Hiç kimsenin annesini, babasını, ırkını, seçme şansı olmadığı gibi, hiç kimsenin de benim kutsal vatan topraklarımı bölmeye hakkı yoktur. Türkiye cumhuriyeti sınırları içersin de yaşayan ve Türkiye cumhuriyetine vatandaşlık bağı ile bağlı olan her vatandaşın Türk olduğu kabul edilmesine rağmen, Türkiye cumhuriyetini kuran Türk halkına türk milleti denilmiş olmasına rağmen ve buna rağmen kürt kökenli vatandaşların, büyük bir bölümü olmasa da hiç te azımsanmayacak olanı bölücülük faaliyetlerin de bulunuyorsa hiç kimse kusuruma bakmasın ama azımsanmayacak olan o kısım sevilmezler, sevilmeyeceklerdir.
Şu sorulara lütfen yanıt verilsin;
-Bu ülkede kürt cumhurbaşkanı oldu mu?
-Bu ülkede kürt başbakan oldu mu?
-Bu ülkede kürt genelkurmay başkanı oldu mu?
-Bu ülkede kürt milletvekilleri oldu mu?
-Bu ülkede kürt bürokratlar oldu mu?
-Bu ülkede kürt sanatçılar olup kasetleri milyonlar sattı mı?
şüphesiz ki, bu soruların cevabı biliniyor. o halde sorun nedir? sorun tabii ki siyasetçilerimizin basiretsizliğidir. insanlar arasında hiç bir sorun yok sorun siyaset. ve siyasetin ahlakı yoktur, ahlakın siyaseti vardır ki, bu da yeteri kadar mide bulandırıcıdr.
kürt kimliğini üst kimlik haline getirdi ise sevmemekten çok uzak durma hali karşılığıdır.

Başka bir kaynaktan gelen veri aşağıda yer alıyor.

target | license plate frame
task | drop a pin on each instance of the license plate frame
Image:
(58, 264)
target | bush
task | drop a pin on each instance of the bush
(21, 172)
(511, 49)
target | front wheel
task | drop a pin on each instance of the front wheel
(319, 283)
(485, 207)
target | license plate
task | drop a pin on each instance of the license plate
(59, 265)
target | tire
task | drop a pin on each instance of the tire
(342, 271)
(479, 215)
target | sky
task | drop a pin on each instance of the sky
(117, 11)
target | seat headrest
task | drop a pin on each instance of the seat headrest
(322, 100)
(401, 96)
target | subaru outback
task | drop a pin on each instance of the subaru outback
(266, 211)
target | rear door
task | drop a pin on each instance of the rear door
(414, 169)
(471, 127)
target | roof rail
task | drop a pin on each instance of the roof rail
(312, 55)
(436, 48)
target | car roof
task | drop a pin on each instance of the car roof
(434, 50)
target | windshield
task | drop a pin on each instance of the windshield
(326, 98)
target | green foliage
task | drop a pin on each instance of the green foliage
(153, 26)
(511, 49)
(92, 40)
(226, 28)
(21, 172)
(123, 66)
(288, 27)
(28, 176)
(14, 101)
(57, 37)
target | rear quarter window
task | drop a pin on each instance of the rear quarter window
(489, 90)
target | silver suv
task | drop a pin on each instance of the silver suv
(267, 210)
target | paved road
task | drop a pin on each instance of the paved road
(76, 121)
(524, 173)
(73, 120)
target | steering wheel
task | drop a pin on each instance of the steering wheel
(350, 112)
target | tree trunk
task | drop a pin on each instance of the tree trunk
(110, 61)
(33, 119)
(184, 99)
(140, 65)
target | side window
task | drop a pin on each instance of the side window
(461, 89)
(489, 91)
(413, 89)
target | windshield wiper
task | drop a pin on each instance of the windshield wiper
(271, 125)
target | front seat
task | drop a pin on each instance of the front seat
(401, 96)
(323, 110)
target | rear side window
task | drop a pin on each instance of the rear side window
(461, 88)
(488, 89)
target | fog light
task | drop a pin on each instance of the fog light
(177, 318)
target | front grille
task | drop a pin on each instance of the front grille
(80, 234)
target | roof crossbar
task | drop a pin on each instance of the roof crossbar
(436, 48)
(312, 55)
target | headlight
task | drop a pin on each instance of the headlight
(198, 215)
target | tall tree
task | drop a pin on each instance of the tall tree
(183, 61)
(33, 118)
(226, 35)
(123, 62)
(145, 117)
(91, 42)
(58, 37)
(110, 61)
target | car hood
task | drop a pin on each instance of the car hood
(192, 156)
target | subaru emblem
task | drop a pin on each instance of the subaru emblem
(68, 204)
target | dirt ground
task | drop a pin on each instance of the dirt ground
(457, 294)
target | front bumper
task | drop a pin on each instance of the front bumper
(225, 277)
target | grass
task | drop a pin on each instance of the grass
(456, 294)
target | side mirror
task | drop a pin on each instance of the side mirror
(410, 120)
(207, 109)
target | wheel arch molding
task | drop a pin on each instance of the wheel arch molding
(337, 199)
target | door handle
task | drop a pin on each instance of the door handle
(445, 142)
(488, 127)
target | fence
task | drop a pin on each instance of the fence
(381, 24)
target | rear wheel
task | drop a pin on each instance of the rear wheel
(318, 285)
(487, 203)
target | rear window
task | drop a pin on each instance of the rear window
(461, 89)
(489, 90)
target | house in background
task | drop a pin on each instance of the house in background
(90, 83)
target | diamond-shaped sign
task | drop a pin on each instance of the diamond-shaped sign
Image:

türk üst kimliği ile övünerek, kürt yaşayan kardeşlerimiz sevilmez mi?
5 parmağın 5 i de bir değil! bu ülkede hiç mi kürt polis albay vali vs. yokki bu derece faşizanlık yapılmaktadır...

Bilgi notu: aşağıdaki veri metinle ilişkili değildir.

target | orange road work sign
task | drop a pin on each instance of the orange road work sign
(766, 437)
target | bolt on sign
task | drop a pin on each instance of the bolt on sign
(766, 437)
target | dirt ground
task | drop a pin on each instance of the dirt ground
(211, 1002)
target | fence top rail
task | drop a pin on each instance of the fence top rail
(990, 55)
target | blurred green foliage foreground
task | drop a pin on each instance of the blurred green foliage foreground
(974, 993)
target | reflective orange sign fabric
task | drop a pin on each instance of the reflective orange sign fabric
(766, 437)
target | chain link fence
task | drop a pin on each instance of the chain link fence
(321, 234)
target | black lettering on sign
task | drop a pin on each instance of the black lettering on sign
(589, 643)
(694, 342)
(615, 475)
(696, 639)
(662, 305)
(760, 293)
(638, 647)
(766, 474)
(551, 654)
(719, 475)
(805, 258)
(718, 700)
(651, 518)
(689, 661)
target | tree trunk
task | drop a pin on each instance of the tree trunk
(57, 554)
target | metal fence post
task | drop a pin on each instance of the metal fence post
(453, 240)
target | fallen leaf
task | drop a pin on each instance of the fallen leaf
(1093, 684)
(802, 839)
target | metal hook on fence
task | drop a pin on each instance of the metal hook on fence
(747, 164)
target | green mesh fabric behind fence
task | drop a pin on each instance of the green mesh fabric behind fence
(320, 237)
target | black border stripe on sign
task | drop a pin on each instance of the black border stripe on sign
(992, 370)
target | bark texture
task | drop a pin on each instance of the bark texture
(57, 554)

türkiyede nasıl çeşitli milletler varsa ve çoğunluğun olduğu milletin haklı olarakta bazı talepleri varsa okul tv radyo vs. gibi yerine getirilmelidir. nedenine gelince de almanyadaki türklerin imkanlarını ve sahip oldukları hakları hatırlatır empati ve düşünme kavramlarını ele almanızı rica ederim.
Bir çok kürt arkadaşım var. Çokta eski ve iyi arkadaşlarım. Evimi, paramı pulumu paylaştığım insanlar. Yalnız arada bir aklıma geliyor. Türkiye'de iç savaş çıksa, kürtler devlet kurmak için baş kaldırsa(olacak birşey değil de, varsayım sadece), o benim canım çiğerim olan arkadaşlarım acaba ne yaparlar? işte bu paranokyaklığım yüzünden, onlara karşı içimde hep bir tereddüt var. Asla dışarıya yansıtmadığım. Ama bazı kürtler vardır, 10m uzaktan bakınca harbi sevmiyorum. Ön yargılı olduğumu bildiğim halde, yıkamıyorum. albert einstein dediği gibi; "bir insanın ön yargısını kırmak, atomu parçalamaktan daha zordur." Adam insanları iyi analiz etmiş cidden.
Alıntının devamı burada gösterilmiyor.